ICBAC: an Intelligent Contract-Based Access Control framework for supply chain management by integrating blockchain and federated learning

This paper addresses the critical challenge of access control in modern supply chains, which operate across multiple independent and competing organizations. Existing access control is static and centralized, unable to adapt to insider threats or evolving contexts. Blockchain improves decentralization but lacks behavioral intelligence, while centralized machine learning for anomaly detection requires aggregating sensitive data, violating privacy. The proposed solution is ICBAC, an intelligent contract-based access control framework. It integrates permissioned blockchain (Hyperledger Fabric) with federated learning (FL). Built on Fabric, ICBAC uses a multi-channel architecture and three smart contracts for asset management, baseline access control, and dynamic revocation. To counter insider misuse, each channel deploys an AI agent that monitors activity and dynamically restricts access for anomalies. Federated learning allows these agents to collaboratively improve detection models without sharing raw data. For heterogeneous, competitive environments, ICBAC introduces a game-theoretic client selection mechanism using hedonic coalition formation.
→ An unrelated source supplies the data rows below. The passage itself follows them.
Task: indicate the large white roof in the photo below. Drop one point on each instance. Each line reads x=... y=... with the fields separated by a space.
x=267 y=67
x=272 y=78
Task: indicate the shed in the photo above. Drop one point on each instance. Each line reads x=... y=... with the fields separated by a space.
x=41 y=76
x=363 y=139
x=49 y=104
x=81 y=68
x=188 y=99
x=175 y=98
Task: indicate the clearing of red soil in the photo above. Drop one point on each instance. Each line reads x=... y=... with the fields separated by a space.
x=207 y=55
This enables supply chains to form stable, strategy-proof FL coalitions via preference-based selection without disclosing sensitive criteria. Extensive experiments on a Fabric testbed with a real-world dataset show ICBAC achieves blockchain performance comparable to static frameworks and provides effective anomaly detection under IID and non-IID data with zero raw-data sharing. ICBAC thus offers a practical, scalable solution for dynamic, privacy-preserving access control in decentralized supply chains.

💡 Research Summary

The paper tackles the pressing problem of access control in modern, multi‑organizational supply chain management (SCM) where static, centralized policies cannot cope with insider threats, operational errors, or evolving contexts. The authors propose ICBAC (Intelligent Contract‑Based Access Control), a framework that fuses a permissioned blockchain (Hyperledger Fabric) with federated learning (FL) to deliver decentralized, auditable, and privacy‑preserving dynamic access control.
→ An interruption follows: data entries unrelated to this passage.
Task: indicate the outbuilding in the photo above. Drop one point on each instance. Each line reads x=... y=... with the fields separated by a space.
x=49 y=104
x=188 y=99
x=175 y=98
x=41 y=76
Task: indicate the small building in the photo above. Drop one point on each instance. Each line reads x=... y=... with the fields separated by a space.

Architecture – ICBAC leverages Fabric’s private‑channel feature to isolate each supply‑chain consortium into its own logical channel. Within every channel three smart contracts are deployed: (1) Asset‑SC for registering and transferring supply‑chain assets, (2) Access‑SC for evaluating role‑/attribute‑based access requests, and (3) Revocation‑SC for automatically revoking permissions when anomalous behavior is detected.

AI agents – Each channel hosts a dedicated AI agent that continuously monitors local activity logs (timestamps, frequencies, transaction volumes, etc.). The agent runs a locally trained anomaly‑detection model; upon detecting suspicious patterns it invokes Revocation‑SC, thereby enforcing real‑time, behavior‑driven access revocation. This per‑channel design both tailors detection to the specific operational profile of a supply chain and limits computational overhead.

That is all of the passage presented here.